Common elements in all rows of a given matrix in Java

Common elements in all row of a given matrix in Java

Here, in this page we will discuss the program to find the common elements in all row of a given matrix in Java Programming language. We will discuss algorithm along it’s code.

Common elements in all row of a given matrix in Java

Method 1 :

In this algorithm we will check for every element in first row, if that is present in other rows or not.

  • For checking the presence, take one variable count.
  • Now, run a loop from index 1 to M.
  • Take a variable flag =0;
  • Now, run a loop from index 0 to N, if (x==mat[i][j]) set flag =1 and break the loop.
  • After coming out from loop check if(flag==1) set, count++.
  • At last, check if count == M-1, print that value.

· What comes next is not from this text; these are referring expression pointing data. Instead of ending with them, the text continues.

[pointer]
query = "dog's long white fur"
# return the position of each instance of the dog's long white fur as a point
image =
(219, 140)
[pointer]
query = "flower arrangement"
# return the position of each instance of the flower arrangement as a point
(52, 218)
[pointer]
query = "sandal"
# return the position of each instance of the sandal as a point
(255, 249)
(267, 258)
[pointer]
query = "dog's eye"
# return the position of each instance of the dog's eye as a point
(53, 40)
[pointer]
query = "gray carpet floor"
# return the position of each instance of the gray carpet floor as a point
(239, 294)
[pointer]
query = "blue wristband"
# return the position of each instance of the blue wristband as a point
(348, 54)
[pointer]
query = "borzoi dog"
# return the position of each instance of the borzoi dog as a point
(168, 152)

Time and Space Complexity :

  • Time complexity: O(M*M*N)
  • Space complexity: O(1)
Common Element in all rows of the matrix

Method 1 : Code in Java

Run
class Main
{
   
    public static void main(String args[])
    {
        int mat[][] = {{10, 20, 30, 40},
                       {15, 25, 35, 30},
                       {27, 30, 37, 48},
                       {32, 33, 39, 30}};
        
        int N=4, M=4;
        
        for (int j = 0; j < N; j++){   
            int x = mat[0][j], count = 0;
            
            for (int i = 1; i < M; i++){
                int flag = 0;
                    for(int k = 0; k < N; k++){
                        if(x==mat[i][k]){
                            flag = 1;
                            mat[i][k] = -1;
                            break;
                        }        
                    }
                if(flag==1){
                    count++;   
            }
        }
        
        if (count==M-1)
           System.out.print(x);
            
        }
    }
}
 

Output :

30

Method 2:

  • In this method we will use map.
  • We initially insert all elements of the first row in an map.
  • For every other element in remaining rows, we check if it is present in the map.
  • If it is present in the map and is not duplicated in current row, we increment count of the element in map by 1, else we ignore the element.
  • If the currently traversed row is the last row, we print the element if it has appeared m-1 times before. 

Method 2 : Code in Java

Run
import java.util.*;
 
class Main
{
    static int M = 4;
    static int N =5;
     
    static void printCommonElements(int mat[][])
    {
     
        Map<Integer,Integer> mp = new HashMap<>();
         
        for (int j = 0; j < N; j++)
            mp.put(mat[0][j],1);
             
        for (int i = 1; i < M; i++)
        {
            for (int j = 0; j < N; j++)
            {
                if (mp.get(mat[i][j]) != null && mp.get(mat[i][j]) == i)
                {
                    mp.put(mat[i][j], i + 1);
                    if (i == M - 1)
                        System.out.print(mat[i][j] + " ");
                }
            }
        }
    }
    public static void main(String[] args)
    {
        int mat[][] =
        {
            {1, 2, 1, 4, 8},
            {3, 7, 8, 5, 1},
            {8, 7, 7, 3, 1},
            {8, 1, 2, 7, 9},
        };
     
        printCommonElements(mat);
    }
}

Output :

8 1